What’s important for my process is that those scenes can be moved to wherever they need to go, and are often changed by the time I get to them. I do have things in in the final version of HFoG that had been in these early outlines, but not in the place or exact way I first wrote them down, and that’s because as much as I do outline, I have to tell the story I’m actually telling, and that will sometimes wind to places I didn’t expect as I’m writing it. So the outline guides me, but I don’t bind myself to it so tightly that I can’t be flexible when the story demands it. I also re-read the story a lot as I write (or at least the chapters nearest the chapter I’m working on, once it gets to a certain length), because that will often help ground me in where I’m going, too, by remembering where I’ve been.
One of the toughest parts about HFoG as I got deeper into it was juggling secondary and tertiary characters and when to use them and how. Jaime’s and Brienne’s arcs formed the backbone of my outline, but as I pulled in characters, I knew I wanted them to intersect with J&B throughout, usually in support of J&B’s storylines but with the weight of having their own lives going on underneath. To help with that, I had a list of characters who had recurring roles in the story and when I started each chapter, I would go through and remind myself of if I wanted/needed them to appear and what their purpose was for doing so (and a little about what else they’d been up to, so I could throw that in for color - like Pod finding a girlfriend; that had no “plot” effect, but it gave Pod, a character i care about, happiness and was something I could refer to in other scenes just for depth and emotional weight).
As for sticking the landing - I had tremendous anxiety about just that for weeks, most intensely the weeks I was writing the last chapters and right afterward when I was going to post them. I worried people would hate the final confrontation with Tywin, that they’d want more or something different, and in that case it was very reassuring to have Brynn, who was the only one who’d read the ending at that point, to talk me through it. I would HIGHLY recommend a beta who is good at the things you are not, by the way. I can’t tell you the number of times Brynn would make a point about the emotional arc of a scene and remind me to take a step back and look at how the characters were feeling in the moment, and that consistently made the story so much better.
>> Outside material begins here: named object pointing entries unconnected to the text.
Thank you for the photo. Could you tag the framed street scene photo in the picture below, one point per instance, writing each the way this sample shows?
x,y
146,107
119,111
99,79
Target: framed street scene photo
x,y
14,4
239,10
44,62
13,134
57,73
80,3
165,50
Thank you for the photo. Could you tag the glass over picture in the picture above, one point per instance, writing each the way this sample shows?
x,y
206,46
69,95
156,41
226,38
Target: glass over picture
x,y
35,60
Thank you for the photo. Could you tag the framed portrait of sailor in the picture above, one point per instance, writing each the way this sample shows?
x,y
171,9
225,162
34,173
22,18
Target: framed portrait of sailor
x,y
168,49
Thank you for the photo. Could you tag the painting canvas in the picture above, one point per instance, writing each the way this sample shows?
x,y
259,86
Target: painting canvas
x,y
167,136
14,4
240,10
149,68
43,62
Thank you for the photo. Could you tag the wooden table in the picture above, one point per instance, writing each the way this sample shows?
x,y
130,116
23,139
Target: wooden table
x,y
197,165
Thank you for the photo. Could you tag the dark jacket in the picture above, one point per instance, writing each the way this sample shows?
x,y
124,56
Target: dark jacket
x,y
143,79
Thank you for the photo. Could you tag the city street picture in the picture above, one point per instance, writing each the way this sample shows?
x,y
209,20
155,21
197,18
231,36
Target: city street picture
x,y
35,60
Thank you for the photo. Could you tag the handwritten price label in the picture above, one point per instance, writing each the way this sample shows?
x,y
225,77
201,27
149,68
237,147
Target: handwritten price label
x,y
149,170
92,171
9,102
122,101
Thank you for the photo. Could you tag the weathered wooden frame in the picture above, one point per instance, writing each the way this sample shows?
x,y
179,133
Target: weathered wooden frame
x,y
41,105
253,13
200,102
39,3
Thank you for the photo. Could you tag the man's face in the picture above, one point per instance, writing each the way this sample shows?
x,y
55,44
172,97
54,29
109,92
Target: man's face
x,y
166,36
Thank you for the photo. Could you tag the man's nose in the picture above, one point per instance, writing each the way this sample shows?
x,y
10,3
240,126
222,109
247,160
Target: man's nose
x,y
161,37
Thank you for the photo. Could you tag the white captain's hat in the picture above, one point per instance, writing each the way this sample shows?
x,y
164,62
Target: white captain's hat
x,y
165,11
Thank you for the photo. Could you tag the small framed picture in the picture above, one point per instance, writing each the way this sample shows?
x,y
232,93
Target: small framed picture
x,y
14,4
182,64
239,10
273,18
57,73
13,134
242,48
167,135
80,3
SO. In summary my process is: initial idea; expand on that idea enough I can start writing (which sometimes involved lots of research); outline if I need it but not required as I write the first chapter or two; definitely need an outline after that, organized by chapter, with high points of plot and emotions and whatever else I already have in my head; use the outline as a lamp to illuminate the story I’m telling; keep writing even when it all feels wrong, knowing I will get to the right path EVENTUALLY, and update outline accordingly; lots of freaking out to a sympathetic and smart friend; side-notes about non-main characters so I don’t completely forget them/develop new plot points/expand on existing plot points because of them; hope it all works out in the end. Heh.
Hopefully there’s something helpful here. If you have any other questions, please don’t hesitate to ask! And best of luck on your own big project!! It’s a ton of work but the rewards are great in the end. You can do this!